Ballmer: I would do Windows phone differently now

by on12 April 2017


Regrets, I’ve had a few

The shy and retiring, softly spoken and delightfully understated former Microsoft CEO, Steve Ballmer, has been talking to Bloomberg about Microsoft’s failed move into mobile.

Steve “I never threw a chair at anyone” Ballmer shared his wisdom on the move to mobile telling anyone who still had an inner ear that with hindsight he would have done things differently now.

“I would have moved into the hardware business faster and recognized that what we had with the PC that there was a separation. [Our] chips, systems, and software [success], wasn’t largely going to reproduce itself in the mobile world,” Ballmer said.

He said that Apple did one thing better which he had not thought of – the model of subsidizing phones through the operators.
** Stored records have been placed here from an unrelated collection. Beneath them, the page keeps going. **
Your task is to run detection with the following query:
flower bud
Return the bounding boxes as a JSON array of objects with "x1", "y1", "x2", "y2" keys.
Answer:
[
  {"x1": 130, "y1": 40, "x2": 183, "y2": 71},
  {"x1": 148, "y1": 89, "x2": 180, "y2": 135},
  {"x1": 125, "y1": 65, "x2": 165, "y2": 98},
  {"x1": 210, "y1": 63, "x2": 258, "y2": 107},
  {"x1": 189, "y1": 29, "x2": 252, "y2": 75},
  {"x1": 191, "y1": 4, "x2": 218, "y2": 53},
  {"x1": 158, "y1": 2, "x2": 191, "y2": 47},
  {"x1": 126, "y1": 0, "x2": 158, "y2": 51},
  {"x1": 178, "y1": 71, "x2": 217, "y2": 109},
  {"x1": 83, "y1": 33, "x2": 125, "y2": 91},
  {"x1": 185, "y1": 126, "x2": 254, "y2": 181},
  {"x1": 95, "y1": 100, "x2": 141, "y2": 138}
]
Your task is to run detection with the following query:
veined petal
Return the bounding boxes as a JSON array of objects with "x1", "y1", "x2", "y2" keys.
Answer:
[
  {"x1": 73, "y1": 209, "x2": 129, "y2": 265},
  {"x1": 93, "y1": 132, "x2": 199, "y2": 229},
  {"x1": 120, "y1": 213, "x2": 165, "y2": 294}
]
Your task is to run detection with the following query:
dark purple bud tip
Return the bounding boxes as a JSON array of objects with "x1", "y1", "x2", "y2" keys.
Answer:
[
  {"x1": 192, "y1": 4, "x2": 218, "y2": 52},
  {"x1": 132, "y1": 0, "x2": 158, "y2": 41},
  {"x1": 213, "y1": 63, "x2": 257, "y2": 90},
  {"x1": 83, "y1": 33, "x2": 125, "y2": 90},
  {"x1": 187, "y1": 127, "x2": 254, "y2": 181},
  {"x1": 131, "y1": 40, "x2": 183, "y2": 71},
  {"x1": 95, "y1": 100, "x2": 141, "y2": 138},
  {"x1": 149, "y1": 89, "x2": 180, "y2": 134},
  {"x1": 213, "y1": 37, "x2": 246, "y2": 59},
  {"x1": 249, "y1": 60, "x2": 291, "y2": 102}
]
“People like to point to this quote where I said iPhones will never sell. It was because the prices, $600-700, were too high. It was because of business model innovation by Apple to essentially get it built into the monthly mobile phone bill.”

Ballmer added that one of the things that did for Microsoft’s mobile plans was the troubled launch of Vista.

“We should have been in the hardware business sooner in the phone case and we were still suffering some of the effects of our Vista release of Windows which sucked up a huge amount of resources for a much longer period of time than it should have because we stumbled over it,” Balmer states.

Ballmer said that the move to buy Nokia was agreed by the board even though he had decided to leave.

“If executed in the certain way, I think it made a lot of sense. The company chose to go in another direction and that’s the decision the company made.”